Priority Matters contended that leave should be granted because the first proposed ground of appeal raised issues of principle as to the proper construction of item 2. It contended that it was a matter of general public importance to clarify the opportunities which taxpayers have to revoke or revise an estimate, particularly where the estimates regime invests the Commissioner with "extraordinary powers".
As to the second proposed ground of appeal, the applicant contended that leave should be granted because the primary judge failed to take account of the fact that failure to comply with the statutory demand created consequences that extended beyond exposing the applicant to the risk of being wound up. It also complained that it was prejudiced because a winding-up application would put its solvency in issue.
Priority Matters contended that there would be a clear injustice to it if leave were not granted arising from the fact that, unless the statutory demand were set aside, it would have committed an act of insolvency on the basis that it had a liability of approximately $4.9 million.
The Deputy Commissioner opposed the grant of leave. The Deputy Commissioner contended that the fact that leave was required under s 101(2)(p) of the Supreme Court Act reflected a policy to discourage appeals in relation to statutory demands (citing Passion Projects (ALLYOUNEEDISLOVE) Pty Ltd v Concept Moulding Pty Ltd [2014] NSWCA 415 at [3]). On the question whether there is sufficient injustice in permitting the primary judgment to stand (see Infratel Networks Pty Ltd v Gundry's Telco & Rigging Pty Ltd [2012] NSWCA 365 at [25]), the Deputy Commissioner submitted that there was no such injustice because item 3 of s 268-40(1) provided an opportunity for Priority Matters to file and serve a complying affidavit which could reduce or revoke the estimate. As noted above, an affidavit purporting to meet the requirements relating to item 3 has now been filed in the winding-up proceeding in the Federal Court.
It is uncontroversial that it is unnecessary and unwise to lay down rigid rules of practice or exhaustive criteria guiding the Court's broad discretion whether or not to grant leave to appeal (see Adam P Brown Male Fashions Pty Ltd v Phillip Morris Inc (1981) 148 CLR 170 at 175). Leave should only be granted where there are substantial reasons which warrant appellate review. Generally, this requires the Court to be satisfied that the decision below raises an important issue of principle, a question of general public importance or gives rise to a reasonably clear injustice.
For the purposes of determining whether leave to appeal should be granted in the particular circumstances of this case, it is appropriate first to focus attention on whether Ms Lee's affidavit complied with the relevant statutory requirements.

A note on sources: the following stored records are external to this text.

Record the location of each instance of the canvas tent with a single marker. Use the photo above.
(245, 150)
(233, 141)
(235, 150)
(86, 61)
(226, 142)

If not, there would be little or no utility in granting leave to appeal on the proposed two grounds of appeal because they would effectively be moot.
In determining whether or not leave should be granted it is also relevant to take into account the fact that winding-up proceedings are pending in the Federal Court and Ms Lee has filed an affidavit in those proceedings which purports to comply with item 3 in s 268-40(1). It will be a matter for the Federal Court to determine whether that affidavit complies with the relevant requirements, including those set out in s 268-90(2). It may be noted that s 268-90(2) applies to an affidavit filed in respect of either item 2 or item 3 in s 268-40(1).
[8]
Did Ms Lee's affidavit comply with the relevant requirements?
The issue is whether Ms Lee's affidavit verified the facts sufficient to prove the underlying liability never existed as referred to in s 268-40(4), while also noting the requirements in s 268-90 that certain facts need to be verified.
It is notable that Ms Lee asserted in her affidavit that, based on her own knowledge and her review of the books and records of Priority Matters, the company did not pay any employee wages in any of the relevant financial years. The affidavit did not address the additional issues whether Priority Matters paid any employees "salary, commission, bonuses or allowances", which are matters that are also subject to the PAYG withholding obligation imposed by s 12-35 (see s 12-35 and [12] above).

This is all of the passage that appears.